300 clutch and brakes

chris in tn

New User
I have a 300 I am working on and the clutch wont work correctly. It won"t stop the trans gears spinning when pushed in and gears just grind when you try to shift, although every once in a while it works perfect!

I have followed the T/A adjustment procedure foud here and the clutch in the T/A area looks to be releasing correctly and in good shape. Is there any other regular clutch adjustment besides the free play to try and/or is their a cover I can take off to look inside like the T/A to see what is going on? The pedal pushes down with tension all the way to the stop when I try to use it. I have a manual on order but it"s not here yet-

Also, I am going to do the brakes. I searched the archives and hear people talking about the OEM brake service where they send some of their parts - Can someone give me more details? Thanks
 
Chris...could be the pilot bearing starting to seize and turning the input shaft or a broken finger or an out of adjustment pressure plate. Engine clutch should stop the input to the TA regardless. I'd split the 300 and bite the bullet and treat it to some new parts before putting some gears in the tranny. Resurfacing the flying wheel probably wouldn't hurt either. Do it right and then you are done. Brakes...take them apart and clean and lube the balls and ramps up abit and make sure the disks can slide on the splines and see if there is any difference. I replaced the disks on mine from IH....Ron
 
Chris
I don't know what your linkage looks like but it might warrent a good look. I just had that problem with my 8N Ford. When I found it (after splitting the tractor) it looked like a thin crack in the paint. The problem was on the outside of the tractor. You can see the pictures on the N series Ford on about page 3. Title is 8N clutch problem.
 
Pulled the brakes off, had a lot of grease in them, I am guessing from leaking brake shaft seals. One of the springs was broken also.

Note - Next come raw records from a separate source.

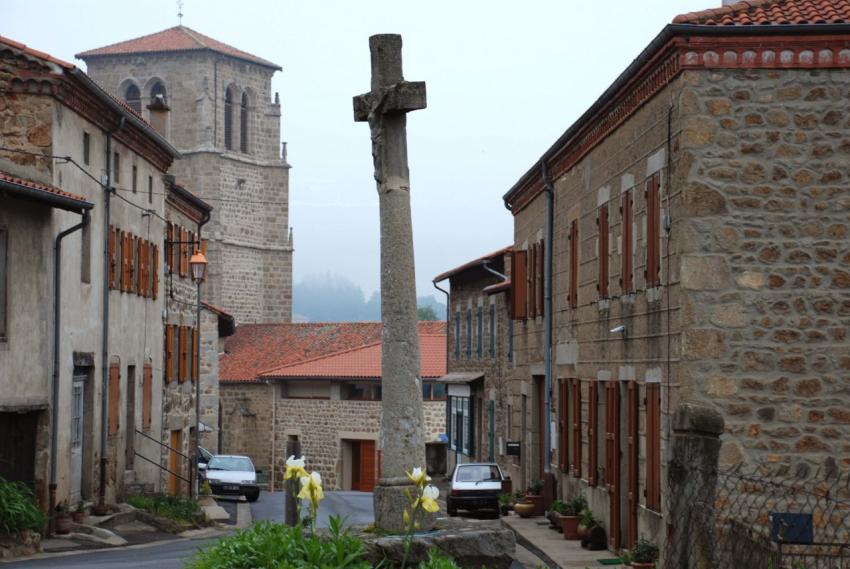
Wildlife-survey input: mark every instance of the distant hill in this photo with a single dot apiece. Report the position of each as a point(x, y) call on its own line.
point(334, 298)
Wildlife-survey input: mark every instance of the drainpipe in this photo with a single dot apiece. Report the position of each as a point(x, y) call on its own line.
point(100, 508)
point(547, 316)
point(57, 280)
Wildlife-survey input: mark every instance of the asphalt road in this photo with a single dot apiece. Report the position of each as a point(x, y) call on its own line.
point(355, 507)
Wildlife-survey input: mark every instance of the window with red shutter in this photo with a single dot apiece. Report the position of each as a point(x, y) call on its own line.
point(518, 284)
point(627, 255)
point(602, 225)
point(574, 245)
point(653, 230)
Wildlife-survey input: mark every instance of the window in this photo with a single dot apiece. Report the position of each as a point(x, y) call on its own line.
point(468, 333)
point(627, 254)
point(4, 237)
point(133, 98)
point(653, 230)
point(228, 119)
point(602, 226)
point(653, 446)
point(492, 331)
point(518, 284)
point(457, 335)
point(573, 291)
point(86, 148)
point(243, 124)
point(479, 341)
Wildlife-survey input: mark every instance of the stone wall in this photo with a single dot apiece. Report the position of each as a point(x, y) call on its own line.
point(766, 268)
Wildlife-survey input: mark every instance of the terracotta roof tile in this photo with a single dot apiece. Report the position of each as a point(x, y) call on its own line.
point(771, 12)
point(257, 348)
point(178, 38)
point(12, 181)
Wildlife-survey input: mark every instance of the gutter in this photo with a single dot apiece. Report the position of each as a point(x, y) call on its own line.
point(57, 305)
point(667, 33)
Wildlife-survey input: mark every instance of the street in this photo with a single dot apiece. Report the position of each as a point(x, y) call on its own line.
point(355, 507)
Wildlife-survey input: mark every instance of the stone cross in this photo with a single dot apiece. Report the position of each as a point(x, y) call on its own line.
point(402, 432)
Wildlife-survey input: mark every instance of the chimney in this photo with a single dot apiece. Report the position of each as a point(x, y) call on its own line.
point(159, 115)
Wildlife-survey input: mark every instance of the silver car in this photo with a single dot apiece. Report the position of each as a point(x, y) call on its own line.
point(232, 474)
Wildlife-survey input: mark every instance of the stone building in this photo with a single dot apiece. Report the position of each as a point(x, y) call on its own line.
point(318, 384)
point(61, 369)
point(479, 345)
point(214, 103)
point(699, 255)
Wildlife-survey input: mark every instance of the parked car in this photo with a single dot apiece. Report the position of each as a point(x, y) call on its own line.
point(475, 486)
point(234, 475)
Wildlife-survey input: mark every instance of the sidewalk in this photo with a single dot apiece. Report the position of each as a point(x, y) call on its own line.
point(534, 534)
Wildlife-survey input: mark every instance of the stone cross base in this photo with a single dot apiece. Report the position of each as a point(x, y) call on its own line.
point(390, 501)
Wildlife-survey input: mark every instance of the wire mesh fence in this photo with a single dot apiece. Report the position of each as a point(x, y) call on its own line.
point(758, 520)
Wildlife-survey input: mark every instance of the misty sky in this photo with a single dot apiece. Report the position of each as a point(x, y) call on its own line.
point(504, 80)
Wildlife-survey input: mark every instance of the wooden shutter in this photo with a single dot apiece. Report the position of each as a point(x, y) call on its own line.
point(653, 231)
point(111, 256)
point(541, 272)
point(653, 446)
point(147, 396)
point(518, 284)
point(196, 355)
point(602, 225)
point(182, 353)
point(593, 433)
point(169, 354)
point(114, 397)
point(627, 254)
point(576, 384)
point(574, 264)
point(155, 271)
point(562, 416)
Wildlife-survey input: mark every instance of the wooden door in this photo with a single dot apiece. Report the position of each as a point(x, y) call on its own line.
point(632, 449)
point(612, 459)
point(174, 462)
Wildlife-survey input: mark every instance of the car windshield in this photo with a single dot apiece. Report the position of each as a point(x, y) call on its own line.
point(230, 463)
point(478, 473)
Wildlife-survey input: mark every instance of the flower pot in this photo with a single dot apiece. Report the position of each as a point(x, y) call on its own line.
point(569, 524)
point(524, 509)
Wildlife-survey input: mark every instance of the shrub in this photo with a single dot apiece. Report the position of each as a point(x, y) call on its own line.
point(172, 507)
point(18, 511)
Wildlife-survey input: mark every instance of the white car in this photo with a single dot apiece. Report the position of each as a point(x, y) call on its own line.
point(232, 474)
point(475, 486)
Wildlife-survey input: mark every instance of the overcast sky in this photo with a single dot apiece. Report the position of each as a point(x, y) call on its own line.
point(504, 80)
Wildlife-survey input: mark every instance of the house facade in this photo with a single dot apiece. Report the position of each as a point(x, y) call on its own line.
point(698, 255)
point(82, 302)
point(318, 385)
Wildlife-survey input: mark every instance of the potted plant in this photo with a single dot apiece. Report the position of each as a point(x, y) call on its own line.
point(534, 494)
point(585, 523)
point(644, 554)
point(570, 519)
point(62, 518)
point(78, 514)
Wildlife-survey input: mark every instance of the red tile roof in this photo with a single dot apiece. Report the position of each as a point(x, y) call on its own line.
point(365, 362)
point(771, 12)
point(11, 183)
point(257, 348)
point(178, 38)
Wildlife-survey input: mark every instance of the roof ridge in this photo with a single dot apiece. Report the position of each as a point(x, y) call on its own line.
point(321, 357)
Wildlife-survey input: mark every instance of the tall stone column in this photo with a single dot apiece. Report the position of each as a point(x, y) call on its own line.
point(402, 433)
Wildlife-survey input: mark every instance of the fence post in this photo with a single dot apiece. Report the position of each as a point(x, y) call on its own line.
point(692, 480)
point(293, 448)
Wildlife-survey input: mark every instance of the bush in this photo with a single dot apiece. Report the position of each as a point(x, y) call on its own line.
point(18, 511)
point(172, 507)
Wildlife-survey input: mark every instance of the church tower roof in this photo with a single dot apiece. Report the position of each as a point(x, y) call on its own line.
point(176, 39)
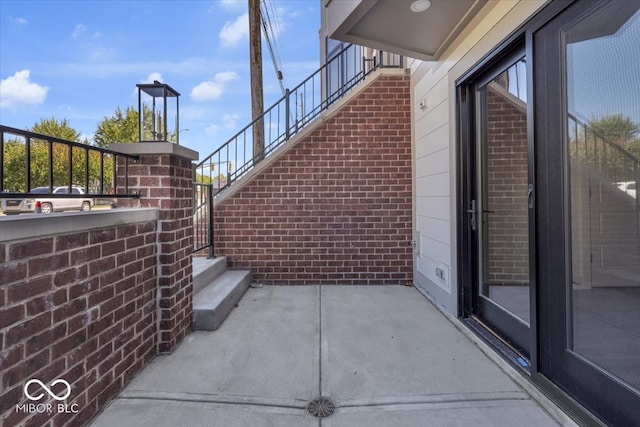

The inner discs against the transmission housing are still on the brake spindles. From what I have read here they can be wedged off carefully using a pry tool. Is the oil seal then accessable to simply be removed from the outside and another pressed into place? The IH parts diagram looks like there is a retaining clip and a couple seals there so I"m not sure-

Pulled the clutch inspection plate and all I could see looks to work ok, so I guess it's got to come apart. Anyone here ever posted a how-to on splitting one of these 300s with hints and tricks?
 
Also, when I get the brakes back up, what is the adjustment procedure with the lock nuts on the actuator arms? I should have waited for the manual I guess to start the project, but had to make use of the holiday!